Northern lights put on great show in Northland skies overnight (with video)
Duluth News Tribune: "Good things came for those who waited to see the northern lights in Northland skies overnight."
Justin Bieber's snake finds a home in Owatonna
Faribault Daily News: "The yellow and brown reptile that goes by the name Johnson, you see, had already reached stardom after he joined teen singing sensation Justin Bieber on the red carpet for the 2011 MTV Video Music Awards. Now, after a fortunate chain of events, the famous pet has moved to the Owatonna-based zoo."
By the numbers
Annual value of animal agriculture to Minnesota: $8 billion
A new report puts the number of animal agriculture jobs in the state at nearly 35,000.

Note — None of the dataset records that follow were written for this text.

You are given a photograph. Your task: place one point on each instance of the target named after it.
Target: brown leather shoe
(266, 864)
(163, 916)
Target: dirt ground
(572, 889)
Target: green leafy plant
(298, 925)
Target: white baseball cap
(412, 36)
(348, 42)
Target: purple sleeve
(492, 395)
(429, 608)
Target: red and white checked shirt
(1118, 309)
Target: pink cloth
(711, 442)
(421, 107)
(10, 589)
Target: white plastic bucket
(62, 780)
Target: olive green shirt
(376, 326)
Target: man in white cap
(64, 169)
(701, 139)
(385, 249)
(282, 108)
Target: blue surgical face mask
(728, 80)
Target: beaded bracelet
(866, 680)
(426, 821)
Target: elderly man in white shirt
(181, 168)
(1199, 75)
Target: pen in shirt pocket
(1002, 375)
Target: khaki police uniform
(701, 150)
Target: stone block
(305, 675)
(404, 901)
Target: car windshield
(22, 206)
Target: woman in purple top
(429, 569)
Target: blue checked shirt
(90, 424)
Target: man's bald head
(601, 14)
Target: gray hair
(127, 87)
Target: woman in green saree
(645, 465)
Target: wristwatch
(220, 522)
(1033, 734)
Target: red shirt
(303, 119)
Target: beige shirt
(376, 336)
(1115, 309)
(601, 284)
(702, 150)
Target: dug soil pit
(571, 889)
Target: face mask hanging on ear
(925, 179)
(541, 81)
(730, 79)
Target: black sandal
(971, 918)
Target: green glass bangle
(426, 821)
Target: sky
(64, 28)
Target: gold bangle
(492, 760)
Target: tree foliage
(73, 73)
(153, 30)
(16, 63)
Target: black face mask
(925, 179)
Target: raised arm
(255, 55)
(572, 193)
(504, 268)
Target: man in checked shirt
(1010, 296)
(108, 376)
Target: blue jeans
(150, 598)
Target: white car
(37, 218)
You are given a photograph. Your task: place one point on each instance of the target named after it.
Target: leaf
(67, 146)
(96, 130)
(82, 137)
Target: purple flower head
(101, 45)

The Minnesota Department of Transportation has narrowed down its options to relocate a mile-long section of Highway 53 between Virginia and Eveleth, including a route costing upwards of $60 million that would steer motorists over a new bridge spanning high across an abandoned mining pit.
MnDOT has released a large scoping document laying out four alternative options for the new highway route. The public has until April 4 to comment on the document. A public meeting will be held March 27 from 4 to 8 p.m. at the Mountain Iron Community Center.
For over fifty years, the state has operated a short stretch of highway just south of Virginia on an easement granted by US Steel (now RGGS Land and Minerals Co.). But nearly two years ago, United Taconite, which is owned by the giant mining company Cliffs Natural Resources, told the state it intended to mine iron ore located underneath the highway that it owns the rights to, near the Mineview in the Sky overlook.
Minnesota does have the option to purchase the rights to the iron ore underneath the highway. But with an estimated price tag of $400 to $600 million dollars, that's a longshot. More likely is one of two proposed realignments: one that would traverse part of the Auburn Pit, an area that's been mined out of iron ore; or another that would travel around an old water-filled mine called the Rouchleau Pit. That option is estimated to cost up to $85 million.
Several Iron Range lawmakers like DFL Rep. Tom Rukavina of Virginia have long favored the route over the Auburn Pit. Last year Rukavina said if that route's approved "people are going to be driving right through our own Grand Canyon of the north."
It will stil be several years before drivers enjoy a new view, wherever it is. MnDOT isn't required to have the new highway finished until the spring of 2017.